Five types of persistent context, ranked by value:

  1. Anti-patterns. What NOT to do. "Don't use bulk PUT on this API — it replaces all records, not just the one you're updating." Anti-patterns prevent the most expensive mistakes: repeating failures that a previous session already debugged.

  2. Decision rationale. WHY something was decided, not just what. "We use polling instead of webhooks because the upstream API has a 30-second webhook delivery lag." Future sessions can re-evaluate the decision if conditions change. Without the rationale, they'll either blindly follow it or blindly change it.

  3. Preferences. Explicit statements of choice. "Always use library X over library Y because Z." "Format outputs as tables, not prose." These eliminate guesswork and prevent style drift across sessions.

  4. Gotchas. Non-obvious behaviors that took effort to discover. "This CLI tool silently truncates output after 1000 lines." "The API returns 200 even on partial failures — check the response body."

  5. Verified facts. Things that were tested and confirmed. "The database supports up to 50 concurrent connections." "Deployment takes 3-4 minutes." Separate verified facts from assumptions.

Organization rules:

  • Group by topic, not by date. "Authentication patterns" not "Session on Tuesday." Date-based organization forces the reader to scan everything; topic-based lets them jump to what's relevant.
  • Prune aggressively. Stale context is worse than no context — it causes confident, wrong behavior. When something changes, update or remove the entry. Review the full file periodically and delete anything outdated.
  • Write for a stranger. The next session has zero memory of your session. Include enough context that someone unfamiliar can understand and act on each entry without asking follow-up questions.

Key Decisions

Append-and-prune over append-only. Append-only logs grow until they exceed context windows and become useless. Regular pruning keeps the file at a manageable size with only current, accurate information.

Structured entries over free-form notes. Each entry should have a clear category (anti-pattern, decision, preference, gotcha, fact) so agents can quickly scan for what they need. Unstructured notes require reading everything to find anything.

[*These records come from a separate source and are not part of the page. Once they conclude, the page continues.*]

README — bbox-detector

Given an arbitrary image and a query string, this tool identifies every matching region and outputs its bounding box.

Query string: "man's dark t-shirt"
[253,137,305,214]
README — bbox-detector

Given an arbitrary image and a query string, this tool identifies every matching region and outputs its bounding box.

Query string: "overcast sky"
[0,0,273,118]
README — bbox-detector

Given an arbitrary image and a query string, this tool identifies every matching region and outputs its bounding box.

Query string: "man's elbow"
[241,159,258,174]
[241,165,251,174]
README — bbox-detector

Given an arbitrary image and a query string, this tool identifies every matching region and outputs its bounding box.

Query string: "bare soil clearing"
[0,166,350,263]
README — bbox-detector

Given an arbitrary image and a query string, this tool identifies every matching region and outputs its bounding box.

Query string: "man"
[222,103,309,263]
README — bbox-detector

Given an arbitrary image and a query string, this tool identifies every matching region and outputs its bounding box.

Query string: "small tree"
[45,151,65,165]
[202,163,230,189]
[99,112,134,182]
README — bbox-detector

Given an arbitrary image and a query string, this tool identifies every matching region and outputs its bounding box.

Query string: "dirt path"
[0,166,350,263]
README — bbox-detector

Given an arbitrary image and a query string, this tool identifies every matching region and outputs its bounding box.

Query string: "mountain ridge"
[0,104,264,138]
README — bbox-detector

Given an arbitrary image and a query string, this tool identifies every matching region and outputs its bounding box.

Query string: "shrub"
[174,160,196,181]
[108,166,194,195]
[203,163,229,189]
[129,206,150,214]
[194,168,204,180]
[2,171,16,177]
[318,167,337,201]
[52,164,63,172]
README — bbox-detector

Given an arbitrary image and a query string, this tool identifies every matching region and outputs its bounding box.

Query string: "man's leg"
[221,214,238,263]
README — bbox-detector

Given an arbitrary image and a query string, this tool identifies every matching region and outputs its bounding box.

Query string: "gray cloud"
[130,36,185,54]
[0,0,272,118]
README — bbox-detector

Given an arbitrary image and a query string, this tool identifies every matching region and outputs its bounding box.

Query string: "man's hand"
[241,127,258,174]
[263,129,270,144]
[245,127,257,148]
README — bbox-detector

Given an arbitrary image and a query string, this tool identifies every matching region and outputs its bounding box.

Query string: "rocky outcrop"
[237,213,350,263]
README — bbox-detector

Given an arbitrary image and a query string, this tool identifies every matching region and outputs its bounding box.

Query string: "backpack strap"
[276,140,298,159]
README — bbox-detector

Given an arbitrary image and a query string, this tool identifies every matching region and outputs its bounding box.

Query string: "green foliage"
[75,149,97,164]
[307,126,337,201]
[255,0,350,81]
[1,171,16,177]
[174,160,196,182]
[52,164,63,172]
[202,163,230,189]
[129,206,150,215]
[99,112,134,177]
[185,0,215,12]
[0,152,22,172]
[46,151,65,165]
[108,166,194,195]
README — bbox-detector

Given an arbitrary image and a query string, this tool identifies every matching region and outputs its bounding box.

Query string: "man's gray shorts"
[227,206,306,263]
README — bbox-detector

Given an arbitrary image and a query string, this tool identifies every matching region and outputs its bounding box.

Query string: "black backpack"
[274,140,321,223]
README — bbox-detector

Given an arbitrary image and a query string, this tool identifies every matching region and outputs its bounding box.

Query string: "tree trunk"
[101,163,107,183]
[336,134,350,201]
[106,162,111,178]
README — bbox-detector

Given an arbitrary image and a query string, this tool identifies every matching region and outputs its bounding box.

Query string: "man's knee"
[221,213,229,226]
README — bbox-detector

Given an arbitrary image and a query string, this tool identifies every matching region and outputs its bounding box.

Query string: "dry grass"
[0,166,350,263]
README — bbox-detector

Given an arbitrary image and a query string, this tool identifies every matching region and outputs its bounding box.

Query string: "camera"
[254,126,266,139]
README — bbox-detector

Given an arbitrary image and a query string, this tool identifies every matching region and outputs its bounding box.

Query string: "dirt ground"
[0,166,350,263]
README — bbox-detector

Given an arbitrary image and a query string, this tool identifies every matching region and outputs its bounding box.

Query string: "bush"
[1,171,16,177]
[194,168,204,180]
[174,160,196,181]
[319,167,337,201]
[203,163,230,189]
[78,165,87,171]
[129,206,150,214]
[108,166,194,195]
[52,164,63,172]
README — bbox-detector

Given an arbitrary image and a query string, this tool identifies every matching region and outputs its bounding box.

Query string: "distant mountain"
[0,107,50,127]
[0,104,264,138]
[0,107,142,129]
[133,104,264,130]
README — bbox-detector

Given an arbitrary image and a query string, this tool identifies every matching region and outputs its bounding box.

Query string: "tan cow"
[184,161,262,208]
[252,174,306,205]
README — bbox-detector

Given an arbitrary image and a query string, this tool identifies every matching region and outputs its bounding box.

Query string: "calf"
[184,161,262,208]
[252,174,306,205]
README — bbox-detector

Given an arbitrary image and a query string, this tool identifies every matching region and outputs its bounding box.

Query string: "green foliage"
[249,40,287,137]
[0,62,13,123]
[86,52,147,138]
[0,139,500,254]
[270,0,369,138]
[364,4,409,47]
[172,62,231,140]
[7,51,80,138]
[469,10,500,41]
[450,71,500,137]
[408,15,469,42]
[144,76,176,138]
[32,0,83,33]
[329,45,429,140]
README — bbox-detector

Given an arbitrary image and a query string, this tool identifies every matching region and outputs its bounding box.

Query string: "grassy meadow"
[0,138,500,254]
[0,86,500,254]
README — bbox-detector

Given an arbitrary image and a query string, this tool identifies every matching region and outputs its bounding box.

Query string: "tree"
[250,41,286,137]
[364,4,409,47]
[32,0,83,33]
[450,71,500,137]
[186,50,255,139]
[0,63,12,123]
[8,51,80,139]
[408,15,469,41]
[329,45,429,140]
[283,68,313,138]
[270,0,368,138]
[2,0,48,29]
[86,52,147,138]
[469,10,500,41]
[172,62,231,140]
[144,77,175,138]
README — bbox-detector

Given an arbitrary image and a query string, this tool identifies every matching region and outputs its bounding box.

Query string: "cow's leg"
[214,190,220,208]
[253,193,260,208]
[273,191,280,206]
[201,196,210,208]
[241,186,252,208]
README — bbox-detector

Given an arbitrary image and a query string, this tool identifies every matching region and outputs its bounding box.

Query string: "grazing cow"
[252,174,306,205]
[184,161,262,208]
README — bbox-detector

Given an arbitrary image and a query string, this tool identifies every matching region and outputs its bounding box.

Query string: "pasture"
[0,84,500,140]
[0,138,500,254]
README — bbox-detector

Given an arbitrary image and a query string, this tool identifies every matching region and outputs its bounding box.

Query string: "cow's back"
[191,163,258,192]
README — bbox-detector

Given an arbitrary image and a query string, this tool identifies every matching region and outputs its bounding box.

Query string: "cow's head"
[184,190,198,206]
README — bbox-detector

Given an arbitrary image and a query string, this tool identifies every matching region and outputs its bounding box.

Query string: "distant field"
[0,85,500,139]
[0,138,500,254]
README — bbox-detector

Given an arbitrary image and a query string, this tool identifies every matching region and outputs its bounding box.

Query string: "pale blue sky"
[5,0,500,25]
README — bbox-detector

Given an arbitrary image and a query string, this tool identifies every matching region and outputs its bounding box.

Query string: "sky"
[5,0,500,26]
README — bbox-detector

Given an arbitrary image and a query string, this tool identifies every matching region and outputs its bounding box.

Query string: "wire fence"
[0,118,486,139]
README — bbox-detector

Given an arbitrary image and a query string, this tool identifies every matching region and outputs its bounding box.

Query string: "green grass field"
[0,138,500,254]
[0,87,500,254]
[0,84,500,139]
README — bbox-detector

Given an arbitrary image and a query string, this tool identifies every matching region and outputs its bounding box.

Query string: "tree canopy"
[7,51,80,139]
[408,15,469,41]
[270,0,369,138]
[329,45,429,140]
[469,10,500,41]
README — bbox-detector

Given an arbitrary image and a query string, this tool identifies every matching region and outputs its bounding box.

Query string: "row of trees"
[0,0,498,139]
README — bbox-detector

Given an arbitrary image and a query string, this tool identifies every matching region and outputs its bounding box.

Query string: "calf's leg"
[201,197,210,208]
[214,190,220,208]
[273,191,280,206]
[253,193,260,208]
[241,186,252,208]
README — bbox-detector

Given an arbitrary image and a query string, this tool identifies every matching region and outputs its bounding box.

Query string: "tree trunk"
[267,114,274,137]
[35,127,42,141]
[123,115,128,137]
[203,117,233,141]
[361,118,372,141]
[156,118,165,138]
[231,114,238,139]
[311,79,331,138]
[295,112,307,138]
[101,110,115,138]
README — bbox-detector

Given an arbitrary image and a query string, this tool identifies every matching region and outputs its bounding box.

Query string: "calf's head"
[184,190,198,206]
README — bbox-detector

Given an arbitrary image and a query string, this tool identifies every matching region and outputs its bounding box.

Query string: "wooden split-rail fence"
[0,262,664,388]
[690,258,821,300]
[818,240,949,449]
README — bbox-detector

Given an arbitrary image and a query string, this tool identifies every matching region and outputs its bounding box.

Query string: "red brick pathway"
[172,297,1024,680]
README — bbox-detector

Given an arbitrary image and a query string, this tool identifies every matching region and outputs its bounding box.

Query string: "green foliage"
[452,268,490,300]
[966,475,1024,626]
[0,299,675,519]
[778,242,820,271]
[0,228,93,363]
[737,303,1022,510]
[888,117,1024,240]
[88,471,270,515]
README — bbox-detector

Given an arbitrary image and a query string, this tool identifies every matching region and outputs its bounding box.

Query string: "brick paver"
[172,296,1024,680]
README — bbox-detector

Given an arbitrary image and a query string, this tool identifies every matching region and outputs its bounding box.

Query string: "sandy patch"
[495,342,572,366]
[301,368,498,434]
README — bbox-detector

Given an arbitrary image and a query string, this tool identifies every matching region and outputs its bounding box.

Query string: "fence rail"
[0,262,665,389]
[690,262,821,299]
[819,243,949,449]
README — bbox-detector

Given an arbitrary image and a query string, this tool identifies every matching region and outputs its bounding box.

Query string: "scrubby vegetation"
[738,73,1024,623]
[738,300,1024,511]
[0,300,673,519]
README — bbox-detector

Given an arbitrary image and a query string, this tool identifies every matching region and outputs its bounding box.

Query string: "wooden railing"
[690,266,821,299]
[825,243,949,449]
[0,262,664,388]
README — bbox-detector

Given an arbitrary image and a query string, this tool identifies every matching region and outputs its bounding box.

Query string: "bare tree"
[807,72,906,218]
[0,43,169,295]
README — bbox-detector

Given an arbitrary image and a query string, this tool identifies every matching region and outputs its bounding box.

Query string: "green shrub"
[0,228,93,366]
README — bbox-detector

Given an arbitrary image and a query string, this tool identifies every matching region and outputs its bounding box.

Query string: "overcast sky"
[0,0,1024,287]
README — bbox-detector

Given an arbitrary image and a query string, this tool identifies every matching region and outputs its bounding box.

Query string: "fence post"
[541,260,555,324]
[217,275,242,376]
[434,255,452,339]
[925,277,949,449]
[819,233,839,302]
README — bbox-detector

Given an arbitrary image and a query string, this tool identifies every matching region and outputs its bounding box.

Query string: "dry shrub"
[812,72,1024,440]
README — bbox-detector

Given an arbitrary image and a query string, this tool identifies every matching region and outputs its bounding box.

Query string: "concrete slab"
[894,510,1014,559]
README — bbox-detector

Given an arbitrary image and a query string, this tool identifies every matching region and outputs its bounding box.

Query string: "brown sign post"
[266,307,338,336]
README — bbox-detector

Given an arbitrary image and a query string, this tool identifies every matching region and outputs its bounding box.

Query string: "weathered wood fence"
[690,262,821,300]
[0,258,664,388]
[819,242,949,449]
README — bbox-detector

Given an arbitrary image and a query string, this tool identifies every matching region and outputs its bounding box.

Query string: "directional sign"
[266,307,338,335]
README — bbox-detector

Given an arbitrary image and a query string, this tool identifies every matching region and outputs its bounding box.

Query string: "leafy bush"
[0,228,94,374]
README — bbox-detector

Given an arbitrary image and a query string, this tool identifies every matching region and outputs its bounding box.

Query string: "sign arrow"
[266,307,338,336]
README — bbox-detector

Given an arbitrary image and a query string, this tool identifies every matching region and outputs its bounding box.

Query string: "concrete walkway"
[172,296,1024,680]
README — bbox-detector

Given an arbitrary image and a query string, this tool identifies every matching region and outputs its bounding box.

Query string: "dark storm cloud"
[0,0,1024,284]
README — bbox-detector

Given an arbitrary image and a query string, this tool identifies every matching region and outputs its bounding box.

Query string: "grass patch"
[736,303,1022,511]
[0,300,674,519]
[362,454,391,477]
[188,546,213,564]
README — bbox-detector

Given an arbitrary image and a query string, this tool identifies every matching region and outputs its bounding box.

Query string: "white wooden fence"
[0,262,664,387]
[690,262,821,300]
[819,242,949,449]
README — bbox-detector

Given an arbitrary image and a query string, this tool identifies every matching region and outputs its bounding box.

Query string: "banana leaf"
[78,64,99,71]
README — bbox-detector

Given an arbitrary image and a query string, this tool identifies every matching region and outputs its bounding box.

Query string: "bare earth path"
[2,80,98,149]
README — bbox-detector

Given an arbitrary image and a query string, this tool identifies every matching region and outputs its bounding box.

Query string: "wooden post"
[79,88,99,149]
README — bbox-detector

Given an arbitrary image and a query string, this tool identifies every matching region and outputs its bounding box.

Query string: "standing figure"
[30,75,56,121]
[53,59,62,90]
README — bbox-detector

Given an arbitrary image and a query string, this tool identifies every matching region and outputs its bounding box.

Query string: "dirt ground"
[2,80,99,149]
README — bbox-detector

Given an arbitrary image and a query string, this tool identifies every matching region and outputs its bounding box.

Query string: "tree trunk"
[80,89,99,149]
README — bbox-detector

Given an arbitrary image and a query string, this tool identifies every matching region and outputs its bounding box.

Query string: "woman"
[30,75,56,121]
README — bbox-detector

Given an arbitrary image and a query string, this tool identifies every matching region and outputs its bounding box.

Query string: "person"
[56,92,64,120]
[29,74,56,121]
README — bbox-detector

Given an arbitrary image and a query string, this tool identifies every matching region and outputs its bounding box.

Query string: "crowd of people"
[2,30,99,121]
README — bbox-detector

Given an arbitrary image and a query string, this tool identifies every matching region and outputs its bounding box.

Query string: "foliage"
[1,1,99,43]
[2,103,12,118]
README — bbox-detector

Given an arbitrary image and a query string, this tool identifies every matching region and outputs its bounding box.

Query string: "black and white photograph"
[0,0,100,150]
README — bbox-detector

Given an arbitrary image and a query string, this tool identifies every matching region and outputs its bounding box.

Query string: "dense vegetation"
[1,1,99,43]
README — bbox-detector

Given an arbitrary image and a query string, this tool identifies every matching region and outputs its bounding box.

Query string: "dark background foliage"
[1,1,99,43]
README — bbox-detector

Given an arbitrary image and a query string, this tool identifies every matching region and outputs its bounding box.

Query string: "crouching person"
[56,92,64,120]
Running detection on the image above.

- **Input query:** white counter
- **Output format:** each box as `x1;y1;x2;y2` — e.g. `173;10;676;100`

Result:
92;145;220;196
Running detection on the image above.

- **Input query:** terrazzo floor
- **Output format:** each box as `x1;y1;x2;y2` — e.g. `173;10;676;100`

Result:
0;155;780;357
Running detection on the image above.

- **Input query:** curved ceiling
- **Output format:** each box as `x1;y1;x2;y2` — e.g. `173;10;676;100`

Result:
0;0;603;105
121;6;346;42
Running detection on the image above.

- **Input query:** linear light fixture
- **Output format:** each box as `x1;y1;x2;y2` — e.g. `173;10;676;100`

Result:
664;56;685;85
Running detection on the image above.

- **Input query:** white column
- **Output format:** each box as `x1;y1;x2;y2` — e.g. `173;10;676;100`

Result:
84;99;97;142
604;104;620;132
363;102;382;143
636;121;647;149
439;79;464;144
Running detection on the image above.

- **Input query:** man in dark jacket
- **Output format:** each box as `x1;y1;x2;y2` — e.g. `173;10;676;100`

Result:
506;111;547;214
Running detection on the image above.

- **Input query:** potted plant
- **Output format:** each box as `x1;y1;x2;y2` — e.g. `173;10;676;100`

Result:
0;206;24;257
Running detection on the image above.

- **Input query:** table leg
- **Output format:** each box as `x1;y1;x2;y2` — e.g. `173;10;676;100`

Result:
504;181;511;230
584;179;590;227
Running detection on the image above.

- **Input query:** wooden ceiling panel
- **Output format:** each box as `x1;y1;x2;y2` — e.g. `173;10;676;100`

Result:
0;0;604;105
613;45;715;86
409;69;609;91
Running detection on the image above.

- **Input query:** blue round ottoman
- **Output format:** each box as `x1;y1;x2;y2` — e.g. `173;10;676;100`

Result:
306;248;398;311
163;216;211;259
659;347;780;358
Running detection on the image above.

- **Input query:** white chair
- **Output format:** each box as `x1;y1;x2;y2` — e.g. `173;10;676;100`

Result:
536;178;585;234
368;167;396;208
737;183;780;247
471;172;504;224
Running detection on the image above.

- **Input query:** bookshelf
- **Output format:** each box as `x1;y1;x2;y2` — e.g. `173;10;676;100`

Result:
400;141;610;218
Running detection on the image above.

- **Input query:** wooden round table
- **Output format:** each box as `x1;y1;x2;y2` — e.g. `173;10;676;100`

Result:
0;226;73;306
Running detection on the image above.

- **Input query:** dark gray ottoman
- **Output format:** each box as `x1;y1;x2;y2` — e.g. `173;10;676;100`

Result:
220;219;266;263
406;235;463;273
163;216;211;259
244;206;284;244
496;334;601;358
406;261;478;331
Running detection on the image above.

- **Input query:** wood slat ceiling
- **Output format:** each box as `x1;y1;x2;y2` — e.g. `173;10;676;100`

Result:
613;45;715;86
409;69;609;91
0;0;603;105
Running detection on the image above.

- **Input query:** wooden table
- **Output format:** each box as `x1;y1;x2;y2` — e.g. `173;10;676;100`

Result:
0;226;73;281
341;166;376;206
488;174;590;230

One file per domain over one big file. Split context by topic area. An agent working on deployments shouldn't have to load authentication context. Smaller, focused files load faster and stay within token limits.

When to Use It

Any ongoing project where you work with AI across multiple sessions. The more sessions you run, the more value the context file provides. First session: you're teaching the AI everything. Tenth session: the AI already knows your stack, your preferences, your past mistakes, and your architectural decisions. The compound effect is significant — each hour invested in context documentation saves 15-30 minutes per future session.